I drove two hours to Philly, spent and hour and a half there, drove another two hours to get back all in the same day for a lantern festival, but was it worth it?

First Chinese Lantern Festival

I took a trip down to Philly for my first Chinese Lantern Festival. Even though I wasn’t sure what to expect, I envisioned floating lanterns, floats and possibly kimonos. I was fighting with the weather because we were expecting rain Saturday and this was my only free weekend in June. So I drove down and back in the same night just to be able to experience the festival. I would not recommend this method at all, especially not after a full day at work. It made me value this experience less because I felt rushed. I’d recommend making a full day out of it and end the night there or stopping by at night.

What To Expect

The festival cost 18 dollars. This included performances, access to the sculptures and a beer garden. Performances start at various times throughout the night. I’d recommend getting to the lawn area early to watch the performances. This was my favorite part of the night! It made the 18 dollars I spent feel worthwhile.  I valued each and every act more because as the acts introductions included a short lesson about the importance of each act to Chinese culture.

There were four acts total: plate spinning, contortion, acrobatics and face-changing. My favorite act was the Bian Lian also known as face-changing. During this act performers wear brightly colored costumes and move to quick, dramatic music while changing these face-mask within a flick of the hand.

If someone figures out how they change their masks so quickly I’d love to know.

Visiting the Festival

The lantern festival run everyday from about 6PM – 10PM until the end of June 2018. Weekend hours may vary. Either way, if you come across this post before then,  I’d recommend checking this place out.

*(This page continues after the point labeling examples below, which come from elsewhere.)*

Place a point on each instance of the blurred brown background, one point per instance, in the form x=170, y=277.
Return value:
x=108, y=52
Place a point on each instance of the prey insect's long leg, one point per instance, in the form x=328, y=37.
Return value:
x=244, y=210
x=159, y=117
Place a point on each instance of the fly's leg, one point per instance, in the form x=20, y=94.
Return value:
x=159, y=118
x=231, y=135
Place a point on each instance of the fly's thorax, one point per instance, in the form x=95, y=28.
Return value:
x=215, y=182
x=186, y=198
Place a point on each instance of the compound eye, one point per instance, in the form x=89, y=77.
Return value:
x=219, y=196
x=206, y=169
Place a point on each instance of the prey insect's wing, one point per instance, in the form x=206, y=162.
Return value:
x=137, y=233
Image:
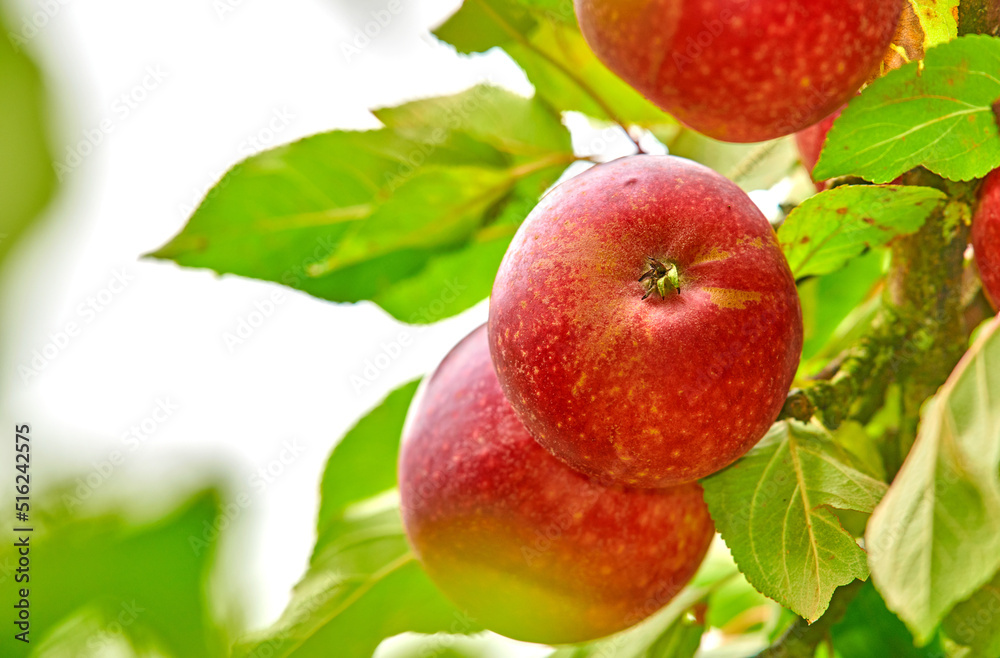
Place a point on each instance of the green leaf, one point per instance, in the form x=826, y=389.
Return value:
x=27, y=179
x=936, y=113
x=149, y=578
x=507, y=122
x=363, y=463
x=409, y=216
x=773, y=510
x=553, y=54
x=976, y=621
x=363, y=585
x=869, y=630
x=938, y=20
x=830, y=228
x=751, y=166
x=935, y=538
x=827, y=300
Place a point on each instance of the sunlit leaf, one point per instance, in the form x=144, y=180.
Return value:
x=937, y=113
x=935, y=538
x=830, y=228
x=773, y=509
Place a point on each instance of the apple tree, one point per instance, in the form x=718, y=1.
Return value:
x=850, y=463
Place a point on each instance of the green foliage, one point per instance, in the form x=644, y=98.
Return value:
x=363, y=464
x=869, y=630
x=414, y=215
x=751, y=166
x=773, y=509
x=976, y=622
x=27, y=179
x=421, y=211
x=131, y=581
x=363, y=585
x=936, y=113
x=828, y=300
x=935, y=538
x=827, y=230
x=938, y=20
x=553, y=54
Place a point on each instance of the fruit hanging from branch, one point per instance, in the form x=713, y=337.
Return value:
x=986, y=237
x=742, y=70
x=644, y=323
x=522, y=543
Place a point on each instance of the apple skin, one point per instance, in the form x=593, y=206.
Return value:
x=646, y=392
x=986, y=237
x=810, y=142
x=742, y=70
x=520, y=542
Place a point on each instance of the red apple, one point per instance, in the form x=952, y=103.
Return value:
x=986, y=237
x=810, y=142
x=742, y=70
x=519, y=541
x=644, y=323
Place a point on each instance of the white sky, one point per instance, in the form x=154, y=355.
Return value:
x=225, y=74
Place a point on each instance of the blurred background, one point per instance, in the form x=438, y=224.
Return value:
x=180, y=421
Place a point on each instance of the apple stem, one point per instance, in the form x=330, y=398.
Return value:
x=659, y=274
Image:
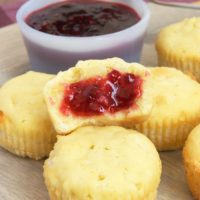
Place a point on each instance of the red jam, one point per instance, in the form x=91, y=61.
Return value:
x=95, y=96
x=83, y=18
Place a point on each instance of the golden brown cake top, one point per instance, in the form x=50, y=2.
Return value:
x=105, y=162
x=99, y=92
x=22, y=101
x=176, y=95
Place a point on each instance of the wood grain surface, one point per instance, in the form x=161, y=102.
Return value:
x=21, y=179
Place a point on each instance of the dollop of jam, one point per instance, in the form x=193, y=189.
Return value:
x=83, y=18
x=98, y=95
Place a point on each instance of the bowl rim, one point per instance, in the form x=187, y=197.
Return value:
x=21, y=22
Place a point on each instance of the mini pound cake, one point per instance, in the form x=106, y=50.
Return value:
x=176, y=108
x=104, y=163
x=191, y=156
x=178, y=45
x=25, y=126
x=99, y=92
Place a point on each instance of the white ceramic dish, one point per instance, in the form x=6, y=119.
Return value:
x=50, y=53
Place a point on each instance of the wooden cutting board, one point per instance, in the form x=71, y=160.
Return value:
x=21, y=179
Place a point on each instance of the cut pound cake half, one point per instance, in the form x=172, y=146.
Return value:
x=104, y=163
x=99, y=92
x=176, y=108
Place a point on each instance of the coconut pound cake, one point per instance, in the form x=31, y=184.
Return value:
x=25, y=126
x=176, y=108
x=99, y=92
x=191, y=156
x=104, y=163
x=178, y=45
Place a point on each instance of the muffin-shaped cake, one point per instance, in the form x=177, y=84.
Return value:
x=104, y=163
x=176, y=108
x=99, y=92
x=178, y=45
x=25, y=126
x=191, y=155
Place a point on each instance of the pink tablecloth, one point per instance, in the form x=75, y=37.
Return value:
x=8, y=12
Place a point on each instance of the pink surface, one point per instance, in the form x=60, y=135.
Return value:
x=8, y=12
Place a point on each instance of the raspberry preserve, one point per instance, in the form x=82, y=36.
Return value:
x=95, y=96
x=83, y=18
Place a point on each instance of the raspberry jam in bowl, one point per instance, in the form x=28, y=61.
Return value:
x=58, y=33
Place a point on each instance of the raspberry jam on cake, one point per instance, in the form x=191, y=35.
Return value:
x=95, y=96
x=83, y=18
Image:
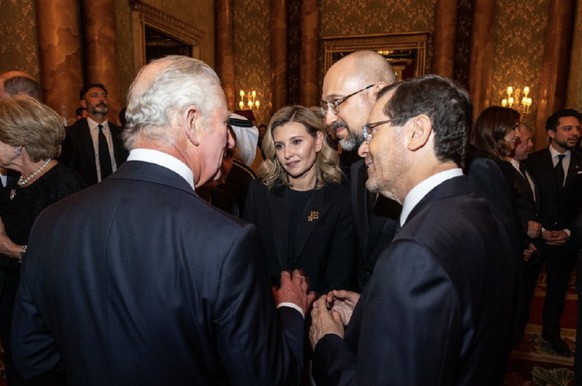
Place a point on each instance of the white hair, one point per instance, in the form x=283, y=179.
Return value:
x=162, y=90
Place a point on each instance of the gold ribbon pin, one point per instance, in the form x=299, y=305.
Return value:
x=313, y=215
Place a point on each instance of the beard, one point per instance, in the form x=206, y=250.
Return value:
x=352, y=141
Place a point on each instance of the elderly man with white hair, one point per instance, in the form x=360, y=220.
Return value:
x=138, y=281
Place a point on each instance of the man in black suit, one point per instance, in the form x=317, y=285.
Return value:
x=524, y=195
x=93, y=146
x=437, y=308
x=557, y=171
x=350, y=87
x=138, y=281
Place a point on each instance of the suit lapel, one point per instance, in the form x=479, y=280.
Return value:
x=87, y=141
x=315, y=210
x=573, y=170
x=279, y=208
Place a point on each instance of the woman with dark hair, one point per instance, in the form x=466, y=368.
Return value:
x=495, y=136
x=299, y=205
x=30, y=139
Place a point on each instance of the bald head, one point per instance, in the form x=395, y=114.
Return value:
x=358, y=76
x=14, y=83
x=367, y=67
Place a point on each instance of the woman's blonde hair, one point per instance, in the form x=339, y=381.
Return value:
x=326, y=162
x=24, y=121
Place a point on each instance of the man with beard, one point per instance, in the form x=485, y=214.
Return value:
x=350, y=88
x=93, y=145
x=437, y=309
x=557, y=171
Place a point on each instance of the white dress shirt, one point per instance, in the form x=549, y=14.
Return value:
x=165, y=160
x=422, y=189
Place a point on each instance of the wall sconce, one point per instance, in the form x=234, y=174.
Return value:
x=523, y=106
x=252, y=101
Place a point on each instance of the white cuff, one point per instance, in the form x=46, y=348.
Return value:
x=291, y=305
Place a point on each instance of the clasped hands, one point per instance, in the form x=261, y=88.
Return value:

The festival is only about a block large. It’s not much of a traditional lantern festival which usually features floating water lanterns or flying lanterns. I’d describe it as a lantern sculpture exhibition , but either way their pieces are very nice!

Understanding the Tickets

Timed tickets are required for entry on Fridays and Saturdays during the Festival. I was initially confused by what this meant when I went to purchase the ticket and saw an hour time range on it. I thought it meant that I could only remain at the festival for that time, but this isn’t the case. The timed entry just means you can only enter the festival between your designated time and you’re free to come and leave as you please after that. Make sure you get stamped for re-entry if you plan on doing this!

Fun Fact

The Lantern Festival takes place on the 15th day of the first month in the lunar calendar to mark the first full moon of the Chinese year and the coming of Spring!